Los niños y adolescentes españoles se mueven cada vez menos, duermen peor, comen con más prisa y pasan muchas más horas frente a una pantalla. Así lo confirma el último estudio longitudinal PASOS 2022‑2025, impulsado por la Fundación Gasol, que ha seguido durante años la evolución de los hábitos de vida de niños y adolescentes en España. Los resultados son tan contundentes como preocupantes: los menores dedican 11 horas más a la semana a pantallas que hace solo unos años, hacen 18 minutos menos de actividad física al día, y casi el 36% manifiesta sentirse triste, preocupado o infeliz de forma frecuente.

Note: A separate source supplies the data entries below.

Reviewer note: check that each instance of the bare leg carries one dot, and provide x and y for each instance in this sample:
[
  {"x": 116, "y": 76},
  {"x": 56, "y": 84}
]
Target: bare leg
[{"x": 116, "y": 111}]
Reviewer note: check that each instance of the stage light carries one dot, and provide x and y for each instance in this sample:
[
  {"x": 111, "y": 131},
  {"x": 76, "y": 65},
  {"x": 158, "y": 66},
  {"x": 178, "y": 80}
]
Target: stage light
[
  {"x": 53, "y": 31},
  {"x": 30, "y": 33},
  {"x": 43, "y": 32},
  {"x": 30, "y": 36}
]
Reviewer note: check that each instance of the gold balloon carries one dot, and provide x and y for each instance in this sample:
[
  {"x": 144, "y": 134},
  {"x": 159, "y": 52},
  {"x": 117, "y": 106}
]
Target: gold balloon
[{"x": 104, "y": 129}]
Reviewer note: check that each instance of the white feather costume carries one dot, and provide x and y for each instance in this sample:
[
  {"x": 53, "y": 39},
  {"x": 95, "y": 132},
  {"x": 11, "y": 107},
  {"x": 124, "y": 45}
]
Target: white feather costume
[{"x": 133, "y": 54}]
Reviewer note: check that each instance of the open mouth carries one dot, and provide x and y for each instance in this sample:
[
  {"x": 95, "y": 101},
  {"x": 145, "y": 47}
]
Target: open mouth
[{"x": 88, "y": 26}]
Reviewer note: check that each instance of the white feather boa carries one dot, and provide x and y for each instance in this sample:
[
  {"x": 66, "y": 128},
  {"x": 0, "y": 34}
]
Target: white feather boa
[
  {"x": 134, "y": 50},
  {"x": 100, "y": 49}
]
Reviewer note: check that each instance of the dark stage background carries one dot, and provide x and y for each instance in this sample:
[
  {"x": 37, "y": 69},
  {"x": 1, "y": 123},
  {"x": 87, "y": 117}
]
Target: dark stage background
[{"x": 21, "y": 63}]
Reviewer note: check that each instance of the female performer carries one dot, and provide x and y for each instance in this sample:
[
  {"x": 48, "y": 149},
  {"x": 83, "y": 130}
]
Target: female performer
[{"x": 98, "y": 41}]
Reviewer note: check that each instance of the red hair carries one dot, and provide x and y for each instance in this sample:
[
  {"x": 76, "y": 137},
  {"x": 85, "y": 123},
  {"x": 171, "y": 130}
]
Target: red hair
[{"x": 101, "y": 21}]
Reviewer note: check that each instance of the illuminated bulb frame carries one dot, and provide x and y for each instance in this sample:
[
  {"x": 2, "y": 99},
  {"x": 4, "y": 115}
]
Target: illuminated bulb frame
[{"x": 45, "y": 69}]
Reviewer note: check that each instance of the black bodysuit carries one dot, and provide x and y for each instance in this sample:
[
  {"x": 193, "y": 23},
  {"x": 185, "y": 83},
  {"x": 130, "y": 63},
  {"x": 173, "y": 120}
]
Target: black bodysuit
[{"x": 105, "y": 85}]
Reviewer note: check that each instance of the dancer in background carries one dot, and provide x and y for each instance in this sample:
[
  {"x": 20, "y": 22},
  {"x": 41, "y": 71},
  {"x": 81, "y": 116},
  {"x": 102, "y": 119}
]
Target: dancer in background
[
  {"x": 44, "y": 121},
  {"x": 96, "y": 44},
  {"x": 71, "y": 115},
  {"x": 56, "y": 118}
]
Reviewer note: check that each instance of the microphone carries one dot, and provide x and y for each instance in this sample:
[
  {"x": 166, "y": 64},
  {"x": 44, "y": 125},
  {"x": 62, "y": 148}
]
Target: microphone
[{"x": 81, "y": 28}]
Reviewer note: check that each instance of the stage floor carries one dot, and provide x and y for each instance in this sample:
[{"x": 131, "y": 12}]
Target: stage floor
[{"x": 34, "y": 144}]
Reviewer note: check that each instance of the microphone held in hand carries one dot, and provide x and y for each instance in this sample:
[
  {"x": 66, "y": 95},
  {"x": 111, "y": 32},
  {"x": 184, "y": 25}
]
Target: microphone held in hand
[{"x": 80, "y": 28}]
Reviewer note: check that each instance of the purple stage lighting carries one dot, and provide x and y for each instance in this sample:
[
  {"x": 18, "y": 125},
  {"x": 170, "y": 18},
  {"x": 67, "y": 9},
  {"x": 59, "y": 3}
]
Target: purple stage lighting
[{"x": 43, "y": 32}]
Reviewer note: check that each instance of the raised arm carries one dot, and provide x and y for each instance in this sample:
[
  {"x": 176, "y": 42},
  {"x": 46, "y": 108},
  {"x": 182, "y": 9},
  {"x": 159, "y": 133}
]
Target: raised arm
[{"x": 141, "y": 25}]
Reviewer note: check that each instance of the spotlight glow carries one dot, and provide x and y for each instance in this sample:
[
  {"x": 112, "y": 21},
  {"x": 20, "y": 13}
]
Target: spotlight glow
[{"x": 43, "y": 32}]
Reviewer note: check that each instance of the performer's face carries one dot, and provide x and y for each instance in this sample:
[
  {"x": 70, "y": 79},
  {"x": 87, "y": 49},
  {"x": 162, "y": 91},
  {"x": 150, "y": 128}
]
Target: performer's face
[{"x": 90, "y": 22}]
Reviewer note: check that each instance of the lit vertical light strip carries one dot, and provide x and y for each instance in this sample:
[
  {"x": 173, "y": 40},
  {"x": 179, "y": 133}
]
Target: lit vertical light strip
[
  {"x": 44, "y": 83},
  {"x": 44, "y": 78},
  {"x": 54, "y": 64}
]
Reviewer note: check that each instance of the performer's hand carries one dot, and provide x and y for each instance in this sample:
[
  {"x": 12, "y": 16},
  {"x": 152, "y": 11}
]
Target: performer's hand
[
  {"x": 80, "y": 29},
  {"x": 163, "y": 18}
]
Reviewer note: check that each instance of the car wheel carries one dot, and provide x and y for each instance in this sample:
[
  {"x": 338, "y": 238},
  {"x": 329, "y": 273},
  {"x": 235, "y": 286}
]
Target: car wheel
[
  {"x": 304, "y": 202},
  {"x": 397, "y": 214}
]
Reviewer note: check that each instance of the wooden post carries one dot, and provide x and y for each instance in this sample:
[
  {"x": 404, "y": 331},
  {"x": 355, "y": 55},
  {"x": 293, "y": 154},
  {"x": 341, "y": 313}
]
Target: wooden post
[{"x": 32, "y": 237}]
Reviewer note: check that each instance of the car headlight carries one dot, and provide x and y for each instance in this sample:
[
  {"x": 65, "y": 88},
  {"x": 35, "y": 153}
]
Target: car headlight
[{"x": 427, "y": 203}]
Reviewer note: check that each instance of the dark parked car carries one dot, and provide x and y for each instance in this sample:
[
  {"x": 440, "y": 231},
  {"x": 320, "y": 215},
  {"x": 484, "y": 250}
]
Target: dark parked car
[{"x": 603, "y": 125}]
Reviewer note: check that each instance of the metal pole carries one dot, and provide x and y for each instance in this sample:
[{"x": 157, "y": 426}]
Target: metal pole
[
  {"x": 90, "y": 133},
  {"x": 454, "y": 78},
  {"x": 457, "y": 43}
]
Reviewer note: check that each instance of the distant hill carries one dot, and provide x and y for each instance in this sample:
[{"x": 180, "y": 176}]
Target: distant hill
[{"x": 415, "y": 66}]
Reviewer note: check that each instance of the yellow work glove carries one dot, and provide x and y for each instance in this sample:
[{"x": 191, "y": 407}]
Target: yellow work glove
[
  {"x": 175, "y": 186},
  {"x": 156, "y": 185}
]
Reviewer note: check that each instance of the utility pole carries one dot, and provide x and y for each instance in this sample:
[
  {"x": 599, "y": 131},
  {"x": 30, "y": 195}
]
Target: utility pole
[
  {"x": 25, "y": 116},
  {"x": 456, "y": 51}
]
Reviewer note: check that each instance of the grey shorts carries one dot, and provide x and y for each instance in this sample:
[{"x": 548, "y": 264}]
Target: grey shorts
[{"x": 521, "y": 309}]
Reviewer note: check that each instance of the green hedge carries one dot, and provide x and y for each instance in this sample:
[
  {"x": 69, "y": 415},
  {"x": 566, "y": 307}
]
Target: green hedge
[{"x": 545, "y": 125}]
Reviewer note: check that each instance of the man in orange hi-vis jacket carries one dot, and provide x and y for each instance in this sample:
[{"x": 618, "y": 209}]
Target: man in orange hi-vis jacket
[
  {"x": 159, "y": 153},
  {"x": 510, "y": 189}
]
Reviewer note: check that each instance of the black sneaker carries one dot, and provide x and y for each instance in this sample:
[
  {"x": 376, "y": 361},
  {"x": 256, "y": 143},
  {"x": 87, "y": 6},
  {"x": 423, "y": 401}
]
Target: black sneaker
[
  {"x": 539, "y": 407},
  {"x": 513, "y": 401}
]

El estudio revela también que más del 60% de los menores no alcanza el mínimo de una hora diaria de ejercicio moderado o intenso recomendado por la Organización Mundial de la Salud, especialmente las niñas y los adolescentes. A este panorama se suman peores hábitos alimentarios, menos horas de sueño y un incremento del peso, particularmente en familias con menos recursos porque tienen menos acceso a actividades deportivas adecuadas.
Este retroceso en los hábitos saludables tiene consecuencias directas en la salud física y emocional de los niños y adolescentes. La falta de actividad física no solo favorece el sobrepeso y la obesidad, subraya el informe, sino que también incrementa el riesgo de enfermedades crónicas desde edades tempranas, como la hipertensión o la diabetes tipo 2. A nivel emocional, se observa un aumento alarmante de síntomas como la ansiedad, el estrés o la depresión, peor imagen corporal, mayor dificultad en las relaciones sociales y en la participación en actividades grupales. Además, un estilo de vida sedentario puede afectar también en el rendimiento escolar y en el aumento de las cifras de absentismo escolar.